REVERE — Officials across five communities along the Saugus River Watershed sought residents’ input on the development of a plan to identify flood risks in the area and potential solutions during a public forum Tuesday evening.
Everett, Revere, Lynn, Malden, and Saugus shared more than $150,000 in grant funding, announced last fall, as part of the Municipal Vulnerability Preparedness Program, which awards grants to communities across the Commonwealth to develop climate change resilience. The funds allowed the five communities to come together and form a working group comprising stakeholders from each community that would work to develop a regional Saugus River Watershed vulnerability and adaptation study.
The city’s open space and environmental planner, Elle Baker, serves as the project’s lead. She explained that the study will examine critical infrastructure across the region and employ models to predict future risks to areas based on previous storms and patterns.
Baker quickly ceded the floor to Conor Ofsthun of Woods Hole Group, an international environmental, scientific, and engineering consulting organization headquartered in Falmouth. Ofsthun said the region already faces “extreme vulnerability” to flooding, pointing to the Point of Pines and Riverside areas in Revere, Strawberry Brook and the EDIC Pier in Lynn, and the area of Saugus from Bristow Street to Ballard Street as areas of particular concern.
Ofsthun then asked those in the audience to pinpoint areas on a map of the region where they live, work, visit often, or have seen flooding. Most of the stickers audience members placed on the map were concentrated in the Revere Beach area, likely at least partially a result of the forum being held in the city.
In developing the quantitative vulnerability assessment of the region, Ofsthun and other members of the team surveyed locations deemed to be critical infrastructure, determining their elevations and the risks they face due to flooding.
Areas of public critical infrastructure that face risks due to flooding include the Massachusetts Highway DPW Yard in Revere, the MBTA Bridge in Saugus, the Bridge Street Substation in Lynn, the Linden School in Malden, the MBTA Bus Terminal in Lynn, and the Lincoln Avenue Bridge in Saugus.

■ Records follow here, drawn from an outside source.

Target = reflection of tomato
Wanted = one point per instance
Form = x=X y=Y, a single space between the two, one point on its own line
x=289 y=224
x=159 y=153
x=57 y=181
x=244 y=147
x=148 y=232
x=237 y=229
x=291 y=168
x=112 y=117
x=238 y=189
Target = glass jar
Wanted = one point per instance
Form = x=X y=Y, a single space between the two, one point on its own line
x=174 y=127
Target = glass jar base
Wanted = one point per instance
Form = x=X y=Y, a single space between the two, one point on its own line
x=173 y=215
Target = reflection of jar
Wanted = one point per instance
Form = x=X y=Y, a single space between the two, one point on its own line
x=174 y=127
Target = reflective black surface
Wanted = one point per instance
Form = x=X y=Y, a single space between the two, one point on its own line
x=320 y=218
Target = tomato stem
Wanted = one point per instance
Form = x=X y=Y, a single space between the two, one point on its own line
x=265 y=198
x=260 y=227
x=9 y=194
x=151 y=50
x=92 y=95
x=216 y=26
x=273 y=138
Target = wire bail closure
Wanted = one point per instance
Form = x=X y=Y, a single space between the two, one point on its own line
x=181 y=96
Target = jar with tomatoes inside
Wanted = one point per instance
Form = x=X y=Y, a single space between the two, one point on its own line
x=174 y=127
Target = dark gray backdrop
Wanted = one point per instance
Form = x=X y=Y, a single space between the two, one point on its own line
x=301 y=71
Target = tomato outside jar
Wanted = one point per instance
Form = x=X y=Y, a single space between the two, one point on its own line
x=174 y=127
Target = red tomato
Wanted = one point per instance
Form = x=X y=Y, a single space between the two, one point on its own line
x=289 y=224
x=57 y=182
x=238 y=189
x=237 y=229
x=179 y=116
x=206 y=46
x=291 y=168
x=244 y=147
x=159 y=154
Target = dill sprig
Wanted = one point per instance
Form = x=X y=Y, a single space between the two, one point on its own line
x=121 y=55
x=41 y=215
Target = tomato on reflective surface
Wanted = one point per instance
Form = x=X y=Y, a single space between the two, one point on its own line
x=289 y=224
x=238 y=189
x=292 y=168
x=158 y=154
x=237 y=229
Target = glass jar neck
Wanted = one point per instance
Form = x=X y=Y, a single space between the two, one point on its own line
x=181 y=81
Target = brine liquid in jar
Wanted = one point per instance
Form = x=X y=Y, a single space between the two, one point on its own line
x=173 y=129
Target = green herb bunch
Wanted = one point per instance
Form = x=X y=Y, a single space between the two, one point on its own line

Those areas are just the tip of the iceberg, Ofsthun said.
“In reality, we have many things to address all around the region,” he said, pointing to areas of transportation infrastructure such as the Commuter Rail and state roads in the region that could be severely impacted by flooding.
With areas at risk identified, the next step, Ofsthun said, was to figure out how to adapt those specific locations to ensure they could be more resilient to flooding.
“In terms of adapting, we are focusing in on critical infrastructure and winding our view back out to determine why it is vulnerable,” he said. “Flood pathways is this kind of lens that we look at flood risk because there are often pinch points, very narrow, low-elevation areas that flooding might come up through.”
Those flood pathways include the Blossom Street Waterfront in Lynn; the Saugus River Waterfront; Lynn’s Strawberry Brook; the area from Bristow Street to Ballard Street in Saugus; Town Line and Linden Brooks in Malden; and North Shore Road, Revere Street, Point of Pines, Riverside, and Revere Beach in the city.
Addressing those areas “can help us address regional risk with a smaller footprint project,” Ofsthun said, explaining that if flooding can be addressed at its source, it’s easier to manage.
“If we wanted to address flooding at a large scale, we can start to look at those flood pathways,” he said.
He then laid out a number of adaptation strategies, including avoiding areas at risk to flooding in the first place by not building new developments there. Another mode of adaptation is accommodating flooding by retrofitting buildings or other structures to “make it OK for water to flow through there.”
Ofsthun also suggested that nature-based infrastructure or hard infrastructure could play a role in protecting from flooding.
“We can also look to build regional resilience through addressing assets on a general scale … looking at low-lying roads can be one way of building regional resilience,” Ofsthun posited.
“We need to be ready for the floods when they come,” he added.
The work funded by the grant will be compiled into a written report, and Baker said the group is preparing to request another round of grant funding from the state to continue the work. The scope of the project remains broad, but will eventually be narrowed down to identify solutions for specific areas.